I saw the video from Greg Baugues and it really meant a lot for me.
I have been diagnosed with depression now, and I probably also have bipolar 2 (family, doctors have suggested it, never really believed it) My grandmother had bipolar 1 in a bad way, and I am not like that, so it has been really hard to accept, she committed suicide)
I recognised a lot from the video, I switch jobs every second year, started programming when I was 8, did not finish my master, but also have worked for some top companies, and have done a good job there. I do not want to drag people down with me, so I try my best to hide my condition. I really work best under extreme stress, and with work weeks above 60 hours, since I do not have time to think about anything else than work. I really like startups, I guess since I do not worry so much about risk. I have never cared too much about money, usually I have been able to fix last months overspending when the new salary arrives (it is usually quite high).
I always have had a bit of ups and downs, but I have a lot of experience so I can float on that, and when I am good I actually am smart.
Sometimes I quit the jobs because I feel too smart for the place, sometimes because I feel too stupid, I usually work in really high pressure places, so till about a year ago it was easy for me to find some external factors to blame when I left, unreasonable people at work, injustice and so on, so it has taken me a long time to realize that I actually had a problem.

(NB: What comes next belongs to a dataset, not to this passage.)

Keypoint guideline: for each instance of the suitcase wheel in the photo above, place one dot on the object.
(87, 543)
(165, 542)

Last year I took a job that should have been really easy for me, usually my work is a lot harder, and it was really flexible, but it turned out a lot worse, was not able to do simple things, could not go to work, stopped opening mail and paying bills, and I had nothing else to blame than myself. I quit this job a couple of months ago. I owe quite a lot of money now, but it should be manageable.
The cycles between ok and not ok are getting shorter, and the bad periods are worse. I sleep a lot or not at all. I very often have a guilty conscience for the things I should have done.
I did receive help from doctors and family and friends, and I am grateful for it.
After seeing the video I think I will try to get some more help.
PS. I am actually ok now, doing a bit of consultancy stuff, will start to pay back the money I owe, except for a few days this week things are really fantastic (as long as it lasts).